アギーレ監督はマッチメークにも手腕を発揮する

 日本代表のハビエル・アギーレ新監督(55)の驚異のマッチメーク術が判明した。社交的で世界的に顔が広いことで知られる指揮官は、メキシコ代表監督時代に独自ルートで強豪国との強化試合を組んだ実績を持つ。4年後のロシアW杯へ向けた日本代表の強化は“アギーレ・コネクション”が大きな武器となりそうだ。

 

 アギーレ監督は現役時代にスペインなど3か国でプレーし、1986年メキシコW杯に出場。指導者としてもメキシコ代表を率いて2002年日韓、10年南アフリカと2大会を経験し、クラブではスペインの強豪アトレチコ・マドリードなどの監督を歴任してきた。
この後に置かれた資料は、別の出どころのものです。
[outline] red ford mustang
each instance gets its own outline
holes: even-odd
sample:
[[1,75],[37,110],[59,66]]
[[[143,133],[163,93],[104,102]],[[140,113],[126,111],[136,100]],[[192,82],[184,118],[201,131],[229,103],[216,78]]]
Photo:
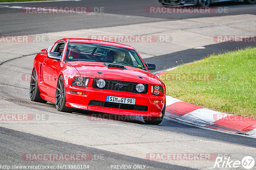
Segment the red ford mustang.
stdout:
[[75,108],[143,116],[146,123],[164,118],[165,87],[148,72],[136,50],[99,40],[64,38],[36,56],[30,84],[31,100]]

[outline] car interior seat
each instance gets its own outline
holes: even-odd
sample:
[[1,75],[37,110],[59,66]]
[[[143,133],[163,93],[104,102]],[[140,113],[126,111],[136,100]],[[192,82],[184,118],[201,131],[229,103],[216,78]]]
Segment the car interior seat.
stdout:
[[68,57],[72,56],[74,59],[80,59],[81,52],[80,50],[75,47],[70,48]]

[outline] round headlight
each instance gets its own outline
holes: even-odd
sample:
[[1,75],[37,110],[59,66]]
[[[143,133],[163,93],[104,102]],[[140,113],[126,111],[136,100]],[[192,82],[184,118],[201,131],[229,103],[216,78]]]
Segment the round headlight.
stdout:
[[96,84],[99,88],[103,88],[106,85],[106,82],[103,79],[99,79],[96,81]]
[[83,86],[83,83],[81,81],[79,81],[79,82],[77,82],[77,86]]
[[158,90],[156,90],[154,92],[154,94],[156,95],[158,95],[159,94],[159,91]]
[[83,80],[84,80],[84,78],[82,77],[79,77],[78,78],[78,81],[83,81]]
[[141,93],[145,89],[145,86],[143,84],[140,83],[136,86],[136,90],[139,93]]
[[155,89],[156,90],[159,90],[159,89],[160,89],[160,88],[158,86],[155,86]]

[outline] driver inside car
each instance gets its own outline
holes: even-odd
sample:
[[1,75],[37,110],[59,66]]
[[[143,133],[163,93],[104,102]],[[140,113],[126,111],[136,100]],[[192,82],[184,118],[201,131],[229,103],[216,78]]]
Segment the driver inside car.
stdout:
[[113,62],[116,62],[118,61],[123,61],[124,60],[125,53],[123,51],[116,51],[115,55],[115,59],[113,61]]

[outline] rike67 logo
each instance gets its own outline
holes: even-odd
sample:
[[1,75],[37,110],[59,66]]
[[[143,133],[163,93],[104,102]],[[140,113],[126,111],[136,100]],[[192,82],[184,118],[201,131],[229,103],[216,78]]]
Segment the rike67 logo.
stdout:
[[253,167],[255,163],[254,159],[250,156],[244,157],[242,161],[231,160],[230,157],[217,157],[214,164],[214,168],[238,168],[243,167],[247,169]]

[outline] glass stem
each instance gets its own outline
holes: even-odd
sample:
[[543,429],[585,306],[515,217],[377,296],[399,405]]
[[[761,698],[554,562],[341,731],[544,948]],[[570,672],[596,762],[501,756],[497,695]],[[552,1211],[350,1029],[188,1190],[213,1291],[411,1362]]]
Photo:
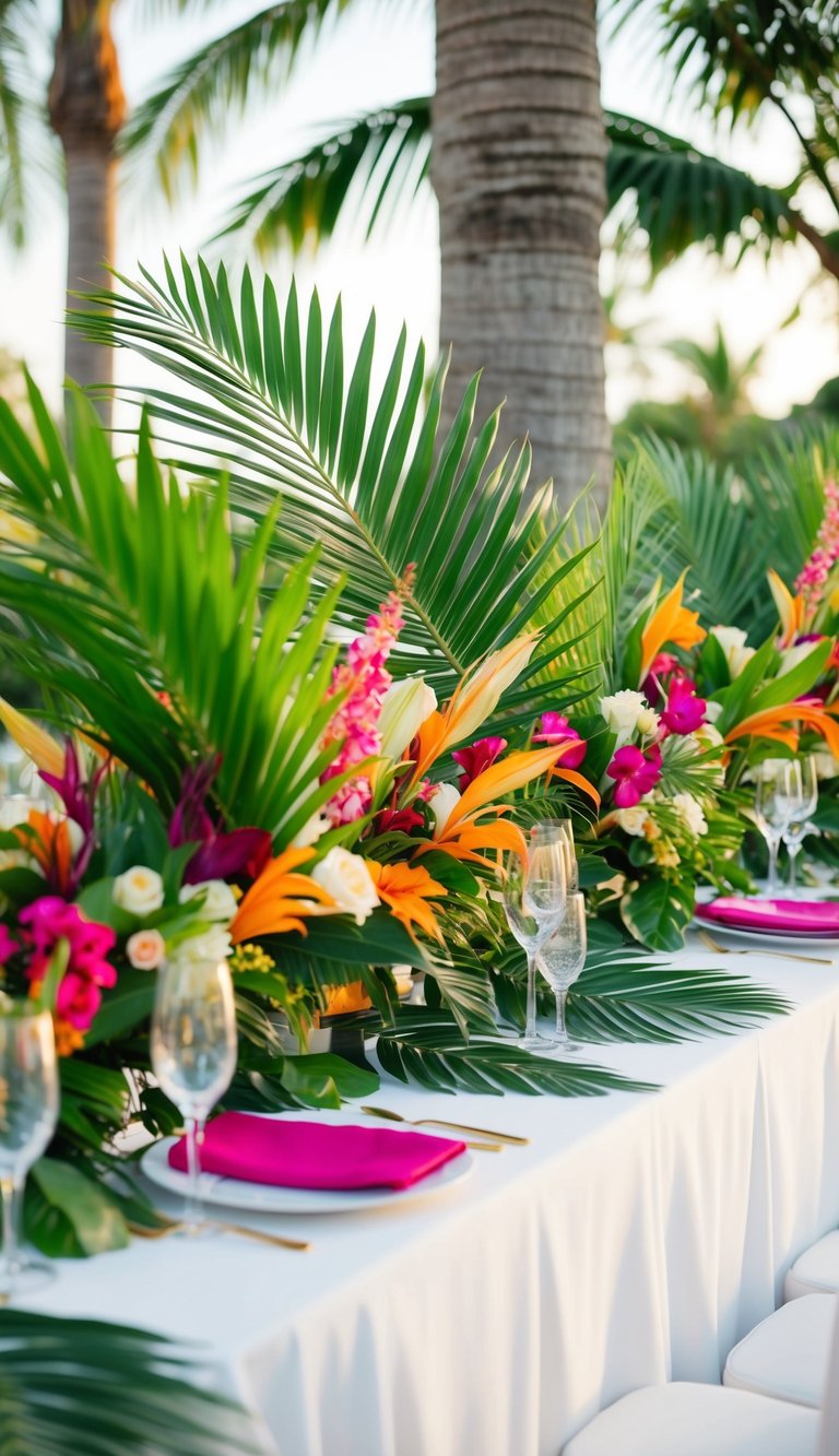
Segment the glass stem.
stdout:
[[527,1024],[526,1037],[536,1037],[536,952],[527,952]]
[[201,1158],[198,1155],[198,1149],[204,1142],[204,1123],[205,1118],[202,1117],[189,1117],[186,1120],[186,1172],[189,1182],[186,1185],[184,1222],[191,1232],[200,1227],[204,1216],[204,1204],[201,1200]]

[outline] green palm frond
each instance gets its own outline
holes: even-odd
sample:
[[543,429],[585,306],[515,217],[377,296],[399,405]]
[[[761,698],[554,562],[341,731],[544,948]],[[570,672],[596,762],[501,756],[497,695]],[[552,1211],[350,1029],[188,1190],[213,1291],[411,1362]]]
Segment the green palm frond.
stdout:
[[213,502],[168,491],[143,427],[130,495],[89,405],[73,412],[71,466],[34,386],[29,399],[38,448],[0,402],[0,501],[38,533],[26,555],[0,555],[0,641],[96,724],[162,808],[189,761],[220,753],[229,824],[291,839],[329,796],[313,785],[334,751],[312,745],[334,711],[322,639],[336,588],[312,610],[303,558],[262,612],[277,502],[235,562],[224,488]]
[[[216,457],[226,456],[230,504],[256,521],[281,494],[271,553],[291,566],[318,546],[315,587],[326,590],[345,574],[341,610],[350,626],[415,563],[392,671],[421,670],[438,697],[449,697],[470,664],[535,623],[588,547],[559,559],[564,524],[542,533],[549,488],[526,504],[527,444],[494,463],[500,409],[473,431],[478,377],[443,434],[446,365],[425,396],[424,348],[408,364],[405,331],[374,395],[374,317],[350,363],[341,301],[326,323],[315,293],[302,316],[293,285],[281,310],[267,278],[258,307],[246,271],[236,306],[224,268],[213,280],[202,262],[194,271],[184,261],[181,282],[169,266],[165,284],[146,280],[121,280],[124,291],[95,296],[102,312],[76,313],[73,322],[173,377],[172,389],[135,393],[149,403],[159,440],[163,427],[176,428],[175,466],[211,486]],[[532,674],[556,664],[558,702],[578,676],[558,665],[570,606],[542,623],[546,642],[532,662]],[[527,690],[514,689],[507,705],[524,716]]]
[[428,179],[431,102],[427,96],[357,116],[302,156],[249,183],[218,239],[239,237],[259,256],[287,243],[294,252],[332,236],[355,198],[354,224],[377,223],[412,201]]
[[[648,239],[653,268],[705,243],[721,253],[736,239],[741,248],[794,239],[789,198],[746,172],[699,151],[682,137],[634,116],[610,114],[606,159],[609,205],[622,208],[623,226]],[[631,211],[625,215],[625,199]]]
[[98,1319],[0,1310],[4,1456],[227,1456],[258,1452],[242,1406],[192,1383],[200,1356]]

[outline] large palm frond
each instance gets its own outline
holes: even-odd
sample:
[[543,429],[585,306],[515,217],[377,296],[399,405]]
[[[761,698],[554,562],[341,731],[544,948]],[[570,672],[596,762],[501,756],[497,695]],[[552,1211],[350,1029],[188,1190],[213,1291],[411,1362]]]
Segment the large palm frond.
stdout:
[[[205,1372],[201,1372],[205,1374]],[[0,1450],[227,1456],[258,1452],[242,1406],[191,1382],[192,1351],[98,1319],[0,1310]]]
[[[318,546],[315,585],[345,574],[341,607],[351,625],[415,565],[389,660],[396,674],[421,670],[447,697],[466,667],[533,623],[578,553],[554,559],[562,523],[540,536],[548,488],[523,504],[529,446],[492,463],[500,409],[473,432],[478,377],[441,435],[446,367],[424,397],[424,348],[408,365],[405,331],[374,396],[373,316],[350,364],[341,301],[326,323],[316,293],[302,317],[294,285],[281,310],[269,278],[258,309],[248,271],[237,306],[223,266],[216,280],[201,261],[197,271],[184,261],[181,281],[169,265],[165,282],[144,277],[95,296],[102,312],[74,314],[76,326],[173,376],[172,389],[135,393],[157,438],[176,427],[175,463],[214,483],[226,456],[232,505],[259,521],[280,492],[283,524],[269,549],[290,566]],[[542,623],[548,641],[532,673],[559,662],[567,616],[568,604]],[[559,696],[574,677],[555,667]],[[505,702],[526,700],[523,687]]]

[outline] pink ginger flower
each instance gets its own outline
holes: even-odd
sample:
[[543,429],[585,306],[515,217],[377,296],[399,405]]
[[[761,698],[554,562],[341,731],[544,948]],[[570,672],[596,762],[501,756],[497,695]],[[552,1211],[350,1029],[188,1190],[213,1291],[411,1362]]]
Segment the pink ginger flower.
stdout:
[[708,703],[696,693],[696,683],[689,677],[674,677],[667,689],[667,706],[661,722],[669,732],[696,732],[705,722]]
[[626,744],[625,748],[618,748],[606,773],[616,780],[615,804],[618,808],[631,810],[658,783],[661,748],[654,743],[647,754],[642,754],[641,748]]
[[452,757],[454,759],[454,763],[459,763],[463,769],[463,773],[457,779],[460,792],[468,789],[472,779],[476,779],[479,773],[484,773],[484,769],[488,769],[489,764],[495,763],[495,759],[498,754],[504,753],[505,747],[505,738],[478,738],[476,743],[470,744],[468,748],[457,748]]
[[824,515],[819,527],[816,547],[795,581],[795,591],[804,598],[804,613],[811,617],[824,594],[827,578],[839,561],[839,483],[824,482]]
[[562,759],[564,769],[578,769],[588,750],[586,740],[562,713],[542,713],[540,729],[533,734],[533,743],[575,743],[577,747]]
[[[405,584],[409,581],[409,574],[411,568],[408,568]],[[355,638],[347,648],[347,661],[334,670],[329,696],[335,697],[336,693],[347,696],[329,722],[323,738],[323,747],[341,740],[341,751],[325,769],[322,783],[379,753],[382,747],[377,728],[379,715],[385,693],[393,681],[385,662],[403,626],[402,598],[398,591],[392,591],[382,603],[380,612],[367,617],[363,636]],[[336,789],[326,804],[325,812],[334,826],[352,824],[367,814],[371,796],[370,780],[364,775],[358,775]]]

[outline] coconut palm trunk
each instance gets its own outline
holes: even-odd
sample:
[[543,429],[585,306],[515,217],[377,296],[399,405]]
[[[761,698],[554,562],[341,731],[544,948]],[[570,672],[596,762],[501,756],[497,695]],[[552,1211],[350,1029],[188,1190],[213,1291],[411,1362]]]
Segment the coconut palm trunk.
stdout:
[[484,368],[567,504],[610,473],[597,269],[606,208],[596,0],[437,0],[433,179],[443,345]]
[[[63,0],[50,119],[67,169],[67,290],[89,291],[106,284],[103,265],[115,255],[115,141],[125,119],[108,0]],[[109,384],[114,351],[68,329],[64,370],[82,386]]]

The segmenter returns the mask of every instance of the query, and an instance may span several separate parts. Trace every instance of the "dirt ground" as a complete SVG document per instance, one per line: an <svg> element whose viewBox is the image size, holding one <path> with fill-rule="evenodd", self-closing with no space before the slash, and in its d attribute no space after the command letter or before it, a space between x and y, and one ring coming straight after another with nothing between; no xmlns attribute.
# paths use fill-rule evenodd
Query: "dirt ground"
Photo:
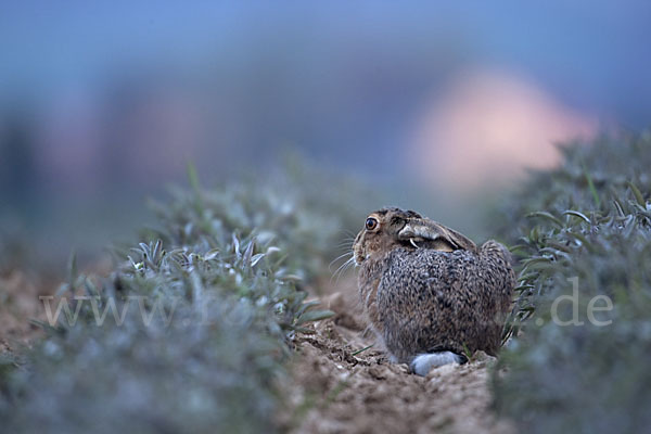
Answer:
<svg viewBox="0 0 651 434"><path fill-rule="evenodd" d="M357 298L354 279L320 294L336 316L310 326L294 344L296 357L283 384L288 407L279 413L291 433L511 433L490 411L488 368L476 355L462 366L434 369L426 378L392 365L374 346ZM27 273L0 277L0 354L38 336L28 318L44 320L38 295L54 286Z"/></svg>
<svg viewBox="0 0 651 434"><path fill-rule="evenodd" d="M392 365L368 332L354 279L322 296L336 312L296 340L290 400L282 422L293 433L511 433L490 410L483 353L426 378ZM371 346L373 345L373 346ZM369 347L371 346L371 347ZM365 349L367 348L367 349Z"/></svg>

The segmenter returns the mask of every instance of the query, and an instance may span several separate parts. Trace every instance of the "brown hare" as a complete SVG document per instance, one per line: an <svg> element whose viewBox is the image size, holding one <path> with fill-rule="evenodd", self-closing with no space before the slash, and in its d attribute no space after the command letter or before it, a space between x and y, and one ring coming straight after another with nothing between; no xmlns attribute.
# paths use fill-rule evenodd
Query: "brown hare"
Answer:
<svg viewBox="0 0 651 434"><path fill-rule="evenodd" d="M418 213L383 208L353 253L361 303L392 361L426 375L468 353L496 355L515 284L503 245L477 247Z"/></svg>

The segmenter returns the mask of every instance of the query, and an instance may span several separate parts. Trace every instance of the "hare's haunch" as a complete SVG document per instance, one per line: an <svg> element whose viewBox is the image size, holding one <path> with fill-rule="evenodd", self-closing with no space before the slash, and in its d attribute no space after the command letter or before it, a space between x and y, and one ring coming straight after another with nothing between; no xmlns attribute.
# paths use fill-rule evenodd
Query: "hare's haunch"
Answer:
<svg viewBox="0 0 651 434"><path fill-rule="evenodd" d="M496 355L515 284L503 245L477 247L418 213L383 208L353 251L361 303L393 361L425 375L468 352Z"/></svg>

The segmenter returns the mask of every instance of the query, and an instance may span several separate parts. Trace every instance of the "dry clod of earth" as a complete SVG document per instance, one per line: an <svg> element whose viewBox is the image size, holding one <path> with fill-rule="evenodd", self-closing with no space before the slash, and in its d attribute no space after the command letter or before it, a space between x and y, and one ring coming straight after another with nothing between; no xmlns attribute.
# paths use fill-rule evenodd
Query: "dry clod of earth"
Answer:
<svg viewBox="0 0 651 434"><path fill-rule="evenodd" d="M336 316L295 341L292 381L284 386L290 397L281 417L284 427L294 433L513 432L490 410L492 357L481 353L426 378L411 374L373 345L354 282L323 298Z"/></svg>

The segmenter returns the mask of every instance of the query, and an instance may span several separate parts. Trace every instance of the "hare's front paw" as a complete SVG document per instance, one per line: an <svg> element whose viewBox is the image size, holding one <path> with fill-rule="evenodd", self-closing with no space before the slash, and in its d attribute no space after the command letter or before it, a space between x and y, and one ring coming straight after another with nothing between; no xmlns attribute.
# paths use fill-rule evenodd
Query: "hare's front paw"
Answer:
<svg viewBox="0 0 651 434"><path fill-rule="evenodd" d="M438 352L431 354L419 354L411 360L409 368L417 375L425 376L433 368L448 363L463 363L467 359L452 352Z"/></svg>

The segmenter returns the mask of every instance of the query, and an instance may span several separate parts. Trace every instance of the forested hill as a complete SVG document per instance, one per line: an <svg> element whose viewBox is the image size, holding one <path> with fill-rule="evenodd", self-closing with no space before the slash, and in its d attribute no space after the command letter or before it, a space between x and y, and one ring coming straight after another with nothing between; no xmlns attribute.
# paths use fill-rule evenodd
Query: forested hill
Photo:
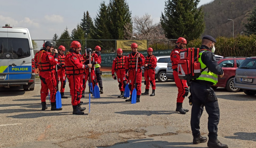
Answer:
<svg viewBox="0 0 256 148"><path fill-rule="evenodd" d="M203 35L235 36L245 29L243 23L247 23L247 17L256 6L256 0L215 0L202 6L204 13L205 28Z"/></svg>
こうしたキャリアの中で世界中のサッカー関係者と人脈を築き「欧州でサッカーに携わる人で、あの人を知らない人はいない」(あるJクラブ幹部)。

 

 持ち前の社交的な性格で多くの関係者と良好な関係を維持。

 

 時には「飲みニケーション」で各チームのコーチやスカウトたちから世界のサッカー情報を収集し、自身の戦術や戦略形成に生かしている。

 

 そんななか、欧州事情に詳しい代理人は「アギーレは監督をしていたスペインだけでなく、欧州各国に人脈があり顔が広いことで有名。前回メキシコ代表の監督をやっていた時には、自分のコネを使って強豪国とマッチメークしていた」と興味深い事実を明かした。

 

 南アW杯直前、メキシコ代表はイングランド、オランダ、イタリアと優勝候補国と立て続けに強化試合を行った。オファーを出しても受けてもらえるかどうかも微妙な強豪国、しかも11日間で3試合という強行軍。だが、アギーレ監督の主導で難なくマッチメークできたと言われている。厳しい試合を積んだチームは状態が上がり、本大会では見事に決勝トーナメント進出を果たした。

 

 新指揮官のマッチメーク術は、日本代表にとって大きな“武器”となる。06年ドイツ大会前は当時のジーコ監督は世界的な英雄だったこともあり、日本に親善試合のオファーが届くことも多かったが、近年はマッチメークで後手に回るケースが続出。アルベルト・ザッケローニ前監督(61)も名門クラブを指揮した経験から得たイタリア人脈を使おうとせず、対戦国の選定については要望だけ伝えて協会に任せていた。

 

 W杯前には強豪国との対戦を避け続ける弱腰なマッチメークを続けて本番の惨敗を招いた。それだけにアギーレ監督は戦術や戦略だけでなく、強化試合選定の面でも大きな力になるはずだ。年内は協会主導ですでにウルグアイ戦(9月5日、札幌)やブラジル戦(10月14日、シンガポール)などが決まっているが、アギーレ監督の意向が強く反映される来年以降は欧州列強との対戦が増加していきそうだ。